Section 2. Code of Ethical Standards and Conduct

The INTELLENET Code of Ethical Standards and Conduct (The Code) will be submitted for the required approval of the Board of Directors. Amendments to the code must be approved by that body. Upon adoption of the code, all members shall be apprised thereof by publication on the association website and by presentation of a personal copy to each member. All new members shall be furnished a copy of these Bylaws and of The Code. The personal copy requirements may be accomplished by presentation on the appropriate INTELLENET listservs. Members shall be required to conduct their business affairs in accordance with the code

Section 3. Listservs and Special Notices

  1. The Executive Director shall appoint a Newsletter Editor to authorize the expenditure of funds required to make copies available to each investigative, support and distribution list member. It has been determined; however, that publication on the association website is sufficient to inform the members of timely events and newsworthy activity, provided that a timely notification of such publication is made to the membership. The Newsletter Editor will publish a Quarterly Newsletter.
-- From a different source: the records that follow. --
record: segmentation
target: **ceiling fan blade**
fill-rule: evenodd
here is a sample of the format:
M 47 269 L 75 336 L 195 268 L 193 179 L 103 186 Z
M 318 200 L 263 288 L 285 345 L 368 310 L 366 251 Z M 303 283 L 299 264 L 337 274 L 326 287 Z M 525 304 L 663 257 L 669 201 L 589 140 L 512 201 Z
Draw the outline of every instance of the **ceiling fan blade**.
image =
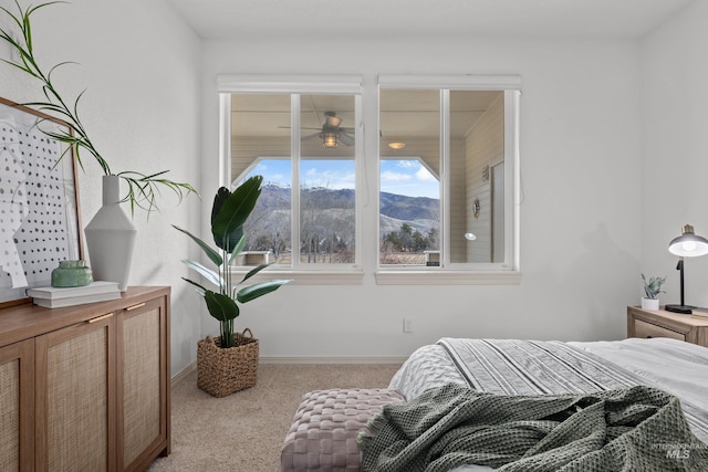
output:
M 339 128 L 340 125 L 342 124 L 342 118 L 336 116 L 336 113 L 334 112 L 324 112 L 324 117 L 325 117 L 325 126 L 329 126 L 331 128 Z
M 352 146 L 354 145 L 354 136 L 350 136 L 346 133 L 340 133 L 340 141 L 343 143 L 345 146 Z
M 278 127 L 281 128 L 281 129 L 292 129 L 292 126 L 278 126 Z M 300 129 L 317 129 L 317 130 L 322 130 L 322 128 L 311 128 L 311 127 L 308 127 L 308 126 L 303 126 Z

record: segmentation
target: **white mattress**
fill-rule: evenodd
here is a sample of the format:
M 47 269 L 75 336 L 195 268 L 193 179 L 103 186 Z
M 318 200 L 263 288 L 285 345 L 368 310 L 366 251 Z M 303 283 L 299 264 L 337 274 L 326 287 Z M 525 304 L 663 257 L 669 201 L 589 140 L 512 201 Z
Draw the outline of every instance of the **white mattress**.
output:
M 667 337 L 568 343 L 708 411 L 708 348 Z

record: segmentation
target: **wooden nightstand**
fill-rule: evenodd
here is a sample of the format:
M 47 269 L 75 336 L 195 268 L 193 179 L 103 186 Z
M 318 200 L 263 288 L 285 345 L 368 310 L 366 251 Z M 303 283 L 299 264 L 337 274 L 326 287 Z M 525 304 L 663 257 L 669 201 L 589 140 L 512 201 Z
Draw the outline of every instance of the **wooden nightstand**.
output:
M 671 337 L 708 347 L 708 317 L 627 306 L 627 337 Z

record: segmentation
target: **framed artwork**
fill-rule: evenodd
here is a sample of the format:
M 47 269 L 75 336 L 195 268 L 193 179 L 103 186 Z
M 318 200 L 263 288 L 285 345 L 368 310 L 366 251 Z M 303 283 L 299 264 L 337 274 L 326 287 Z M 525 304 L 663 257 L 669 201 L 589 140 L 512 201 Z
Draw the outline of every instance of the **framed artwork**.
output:
M 0 306 L 51 285 L 59 261 L 83 259 L 74 156 L 42 129 L 71 133 L 60 119 L 0 98 Z

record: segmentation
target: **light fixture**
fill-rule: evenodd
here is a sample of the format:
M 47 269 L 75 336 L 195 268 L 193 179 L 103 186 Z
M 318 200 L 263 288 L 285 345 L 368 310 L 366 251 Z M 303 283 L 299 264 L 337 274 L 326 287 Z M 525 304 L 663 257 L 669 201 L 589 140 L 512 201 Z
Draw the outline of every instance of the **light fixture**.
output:
M 322 146 L 327 149 L 333 149 L 339 145 L 336 141 L 336 133 L 334 132 L 324 132 L 322 133 Z
M 695 306 L 689 306 L 684 303 L 684 258 L 695 258 L 708 254 L 708 240 L 696 235 L 694 233 L 694 227 L 686 224 L 684 227 L 684 233 L 678 238 L 674 238 L 674 240 L 668 244 L 668 252 L 678 255 L 676 270 L 680 271 L 681 304 L 666 305 L 664 308 L 667 312 L 690 314 L 694 312 L 693 308 L 695 308 Z

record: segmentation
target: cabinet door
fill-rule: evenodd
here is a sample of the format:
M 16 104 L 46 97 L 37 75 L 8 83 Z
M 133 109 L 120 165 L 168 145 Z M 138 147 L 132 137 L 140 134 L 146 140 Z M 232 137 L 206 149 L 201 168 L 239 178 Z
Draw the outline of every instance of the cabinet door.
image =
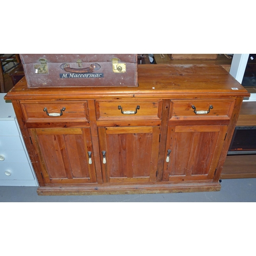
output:
M 169 126 L 163 180 L 213 179 L 227 129 L 226 125 Z
M 104 182 L 156 181 L 159 126 L 103 127 L 98 131 Z
M 96 182 L 89 128 L 29 129 L 45 183 Z M 92 152 L 91 164 L 88 152 Z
This publication will be posted on the INTELLENET website and the membership will be so notified.
  2. INTELLENET will maintain at least two association listservs known as the “L” and “D” lists. The Executive Director will appoint moderators for these listservs. The Executive Director has authority to grant access to former members who no longer are working in the investigations or security professions but may provide a benefit to the membership by being allowed to stay on the listserv.

Section 4. Membership Directories

  1. The Website Membership Directory, including the supplemental support list shall be published and updated as required. The Executive Director will cause a Briefcase Roster to be disseminated quarterly or more frequently if deemed necessary. This roster should contain the members by location and telephone numbers who can provide investigative services as well as the services provided by the Supplemental Support List members. The Executive Director will also publish a Telephone/Email Roster – as extracted from the website, also quarterly. These two rosters should be published alternately at six-week intervals.
  2. A listing of up to six (6) special skills and expertise of each regular member is desirable and space will be provided for such, on the website.
  3. In addition, a directory known as The Briefcase Roster consisting of the name, city and state or city and country and one contact telephone number of each investigator member shall be maintained by a member of the association appointed by the Executive Director. This Roster shall be published quarterly on the association’s “L” and “D” listservs.

Article IX – Board Accredited Investigator Program

The Board Accredited Investigator (BAI) program is a recognized certification program solely owned and operated by Intellenet. The day-to-day operation will be run by an appointed program director and committee as allowed for in these bylaws. The program director and committee will report to the Executive Director and is overseen by the Board of Directors. The committee shall create necessary policies and procedures for the administration of the BAI testing process as well as certification renewal. These policies and procedures will be approved by the Executive Director and Board of Directors prior to implementation.

Article X – Amendments to These Bylaws

Bylaws amendments must be submitted in writing to the Board of Directors for debate. The association member suggesting the amendment must present the proposal to the Board at the meeting where the proposed amendment is to be considered, or he/she may delegate another member as presenter. All Board-approved amendments shall be provided to the general membership upon adoption by the board.